Welcome to the Vision Accounting June e-newsletter. This is a great way for us to share important information you need to know, helpful tips and hints and practical resources to help you in business for 2014.
At Vision Accounting, it has certainly been an action packed month helping our clients with end of year financials, GST and compliance requirements. If you haven’t got your end of year records to us, please do soon. We can then process them for you and let you know your tax payments for the IRD. As we know, cashflow is king, so the more prepared you are for payments, the better for forecasting and there are no nasty surprises.
We are delighted to continue to support small to medium businesses through our gold sponsorship
of the North Harbour Business Association
. We encourage all businesses on the shore to consider this worthwhile organisation and the benefits and opportunities it could offer them.
Here is some information which may also help you in your business.
What you need to know:
SUPERANNUATION: DECISIONS, DECISIONS
If you have (or had) funds in foreign superannuation schemes, let us know. Recent changes to legislation may affect you.
Read on to find out more.
I transferred my Australian super to KiwiSaver. Is it taxed here?
Transfers from complying superannuation funds in Australia into KiwiSaver won’t be taxed in New Zealand on transfer. However, future earnings on these transfer funds will be taxed as normal KiwiSaver investments.
This isn’t the case with transfers from other countries – there are different New Zealand tax implications on transfers in these cases. However, under the new rules, if you transfer non-Australian foreign superannuation into KiwiSaver after 1 April 2014, you will be allowed to make a withdrawal from KiwiSaver to pay your tax bill.
I withdrew (or transferred funds) from my foreign super last year. What are the tax implications in New Zealand?
If you withdrew or transferred funds anytime between 1 January 2000 and 31 March 2014, and have not previously accounted for New Zealand tax on these funds, you will be able to meet your tax obligations by paying tax on 15% of the amount transferred or withdrawn. The remaining 85% of the withdrawal will not attract income tax. This adjustment must be shown in the tax return for either the 2013-14 or 2014-15 income years.
For a limited time, you can choose to calculate your tax liability using this concessionary 15% rate option without penalties or interest.
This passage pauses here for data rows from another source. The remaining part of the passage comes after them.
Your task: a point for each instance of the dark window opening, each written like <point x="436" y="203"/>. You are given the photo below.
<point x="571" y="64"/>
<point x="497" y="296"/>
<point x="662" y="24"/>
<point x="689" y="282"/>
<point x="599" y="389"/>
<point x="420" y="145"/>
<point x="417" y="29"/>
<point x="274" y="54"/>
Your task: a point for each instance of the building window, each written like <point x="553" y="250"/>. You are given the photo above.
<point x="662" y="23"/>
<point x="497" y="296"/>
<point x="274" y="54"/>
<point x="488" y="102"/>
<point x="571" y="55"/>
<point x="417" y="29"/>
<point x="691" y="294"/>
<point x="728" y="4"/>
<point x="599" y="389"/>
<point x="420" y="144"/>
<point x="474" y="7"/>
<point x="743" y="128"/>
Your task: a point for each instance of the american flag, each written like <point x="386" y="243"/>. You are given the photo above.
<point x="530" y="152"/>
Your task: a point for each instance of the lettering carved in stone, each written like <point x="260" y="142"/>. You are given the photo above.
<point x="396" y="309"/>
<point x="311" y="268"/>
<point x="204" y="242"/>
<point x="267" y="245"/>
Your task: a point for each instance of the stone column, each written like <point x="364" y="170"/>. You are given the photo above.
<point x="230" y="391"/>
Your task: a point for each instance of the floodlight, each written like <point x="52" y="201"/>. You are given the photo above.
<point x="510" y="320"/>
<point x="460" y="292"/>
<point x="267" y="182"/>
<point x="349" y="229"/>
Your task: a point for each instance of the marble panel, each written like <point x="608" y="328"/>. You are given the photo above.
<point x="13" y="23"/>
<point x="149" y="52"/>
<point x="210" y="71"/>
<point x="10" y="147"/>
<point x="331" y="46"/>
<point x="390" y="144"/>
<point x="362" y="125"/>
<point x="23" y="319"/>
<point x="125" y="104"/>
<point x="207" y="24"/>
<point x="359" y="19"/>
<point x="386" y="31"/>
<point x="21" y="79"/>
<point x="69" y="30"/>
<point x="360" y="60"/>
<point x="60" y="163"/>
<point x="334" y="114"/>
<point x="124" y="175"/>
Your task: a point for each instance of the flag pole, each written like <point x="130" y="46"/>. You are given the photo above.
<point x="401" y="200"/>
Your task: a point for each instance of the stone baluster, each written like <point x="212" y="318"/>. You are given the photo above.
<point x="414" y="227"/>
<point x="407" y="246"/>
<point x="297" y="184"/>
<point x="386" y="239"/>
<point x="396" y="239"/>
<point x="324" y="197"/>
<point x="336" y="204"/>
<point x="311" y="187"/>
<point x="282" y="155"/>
Alternatively, you can apply existing law (which may involve imposition of penalties and interest).
Talk to us to work through the options that are best for your situation.
I’m Confused. I’ve been declaring my foreign super under the FIF rules. What happens now?
The current foreign investment fund rules will no longer apply to foreign superannuation schemes from 1 April 2014. However, if you previously declared your foreign superannuation and used the foreign investment fund (FIF) income rules prior to 20 May 2013, you may choose to keep using them in relation to your foreign superannuation interest after 1 April 2014 under the ‘grandparenting’ provisions.